16. Limitation of Liability: In no event will Provider be liable for any loss of profit or revenue by Client, or for any other consequential, incidental, punitive, indirect, or economic damages incurred or suffered by Client arising as a result of or related to Services, whether in contract, tort or otherwise. Client further agrees that the total liability of Provider for all claims of any kind arising as a result of or related to the Agreement, or to any act or omission of Provider, whether in contract, tort, or otherwise, will not exceed an amount equal to the amount paid by Client to Provider for Services during the twelve (12) month period preceding the date the claim arises.
17. Indemnification: Client shall indemnify, defend, and hold Provider harmless from any claims, damages, or actions by third parties, including all costs, expenses, and attorney’s fees incurred by the Provider therein, arising out of or in conjunction with Client’s performance under or breach of this Agreement.

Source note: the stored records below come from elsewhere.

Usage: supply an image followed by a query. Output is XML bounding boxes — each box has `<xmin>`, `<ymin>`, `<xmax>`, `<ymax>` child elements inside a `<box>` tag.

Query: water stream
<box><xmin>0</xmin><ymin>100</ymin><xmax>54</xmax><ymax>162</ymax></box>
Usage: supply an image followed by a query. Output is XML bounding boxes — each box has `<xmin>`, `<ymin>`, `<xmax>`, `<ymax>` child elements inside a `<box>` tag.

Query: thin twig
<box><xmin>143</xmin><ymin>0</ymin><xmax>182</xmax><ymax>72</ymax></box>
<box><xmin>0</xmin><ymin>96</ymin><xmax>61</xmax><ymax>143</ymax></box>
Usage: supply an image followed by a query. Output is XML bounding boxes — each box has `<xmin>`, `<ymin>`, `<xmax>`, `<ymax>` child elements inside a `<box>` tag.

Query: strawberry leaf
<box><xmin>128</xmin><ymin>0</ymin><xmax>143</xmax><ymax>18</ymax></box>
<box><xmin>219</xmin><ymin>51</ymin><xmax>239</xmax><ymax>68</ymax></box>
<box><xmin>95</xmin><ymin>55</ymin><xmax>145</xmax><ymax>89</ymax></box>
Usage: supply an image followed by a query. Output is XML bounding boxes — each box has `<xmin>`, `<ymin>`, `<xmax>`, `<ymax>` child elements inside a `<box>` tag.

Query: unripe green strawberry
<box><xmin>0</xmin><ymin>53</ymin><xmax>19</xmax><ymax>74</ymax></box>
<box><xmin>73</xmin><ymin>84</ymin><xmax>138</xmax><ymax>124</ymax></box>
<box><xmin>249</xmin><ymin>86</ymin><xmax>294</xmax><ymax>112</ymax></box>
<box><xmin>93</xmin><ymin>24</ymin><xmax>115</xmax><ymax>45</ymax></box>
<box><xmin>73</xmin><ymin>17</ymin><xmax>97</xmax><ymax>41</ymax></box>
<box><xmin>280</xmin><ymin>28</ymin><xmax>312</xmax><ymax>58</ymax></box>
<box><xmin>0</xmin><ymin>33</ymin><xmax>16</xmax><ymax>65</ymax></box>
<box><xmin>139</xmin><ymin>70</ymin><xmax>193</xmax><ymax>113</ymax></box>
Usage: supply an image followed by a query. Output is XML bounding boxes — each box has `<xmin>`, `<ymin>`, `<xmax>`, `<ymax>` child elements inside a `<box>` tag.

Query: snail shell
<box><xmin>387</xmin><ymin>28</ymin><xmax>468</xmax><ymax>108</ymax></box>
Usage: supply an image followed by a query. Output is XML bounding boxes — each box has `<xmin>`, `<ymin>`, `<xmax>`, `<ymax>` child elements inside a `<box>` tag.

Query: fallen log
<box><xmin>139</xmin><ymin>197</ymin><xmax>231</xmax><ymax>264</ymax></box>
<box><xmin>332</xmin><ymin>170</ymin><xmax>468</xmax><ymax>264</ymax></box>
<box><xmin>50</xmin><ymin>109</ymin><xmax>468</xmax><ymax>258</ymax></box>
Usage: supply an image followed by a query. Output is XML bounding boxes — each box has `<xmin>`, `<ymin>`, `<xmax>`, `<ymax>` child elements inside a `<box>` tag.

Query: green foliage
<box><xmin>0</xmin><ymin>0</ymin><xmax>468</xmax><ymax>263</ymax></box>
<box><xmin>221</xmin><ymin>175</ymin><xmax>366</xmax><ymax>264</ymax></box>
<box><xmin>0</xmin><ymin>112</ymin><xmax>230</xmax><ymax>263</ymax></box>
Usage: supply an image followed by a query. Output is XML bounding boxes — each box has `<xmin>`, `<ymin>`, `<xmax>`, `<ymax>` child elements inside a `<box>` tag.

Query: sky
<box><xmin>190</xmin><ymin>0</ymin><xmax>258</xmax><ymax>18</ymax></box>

18. Miscellaneous Provision: This Agreement constitutes the entire agreement between the parties regarding the subject matter contained in it. No modification of the Agreement, other than Proposal(s), Project(s), Offer(s) or any other written agreement or electronic email as set forth herein, shall be binding unless executed in writing by all of the parties. No waiver of any provision of this Agreement shall be deemed a waiver of any of the other provisions of this Agreement, nor shall any waiver constitute a continuing waiver. No waiver shall be binding unless made in writing and executed by the party making the waiver. If any portion of this Agreement becomes illegal, null, or void for any reason, or is held by any court of competent jurisdiction to be so, the remaining portions will remain in full force and effect. This Agreement shall be subject to and construed in accordance with the laws of the State of California. This Agreement shall be binding upon and shall inure to the benefit of the heirs, executors, administrators, successors, assigns, licensees, partners, and agents of the parties to this Agreement. The captions heading the various sections of this Agreement are for the convenience and identification only and shall not be deemed to limit or define contents of the respective sections. Time is of the essence for performance of this Agreement. This Agreement may be executed in any number of counterparts, all of which together shall constitute one and the same instrument. This Agreement may also be executed and transmitted via facsimile or electronic mail. Each of the parties warrants and represents that they have the authority and right to execute this Agreement and carry out the obligations set forth herein. In any action arising between the parties concerning this Agreement, the prevailing party shall be entitled to the recovery of reasonable attorneys’ fees and costs.
20. Acknowledgement: BY USING THE PROVIDER’S SERVICES OR ACCESSING THE PROVIDER’S SITE, CLIENT ACKNOWLEDGES THAT CLIENT HAS READ THESE TERMS OF SERVICE AND AGREE TO BE BOUND BY THEM.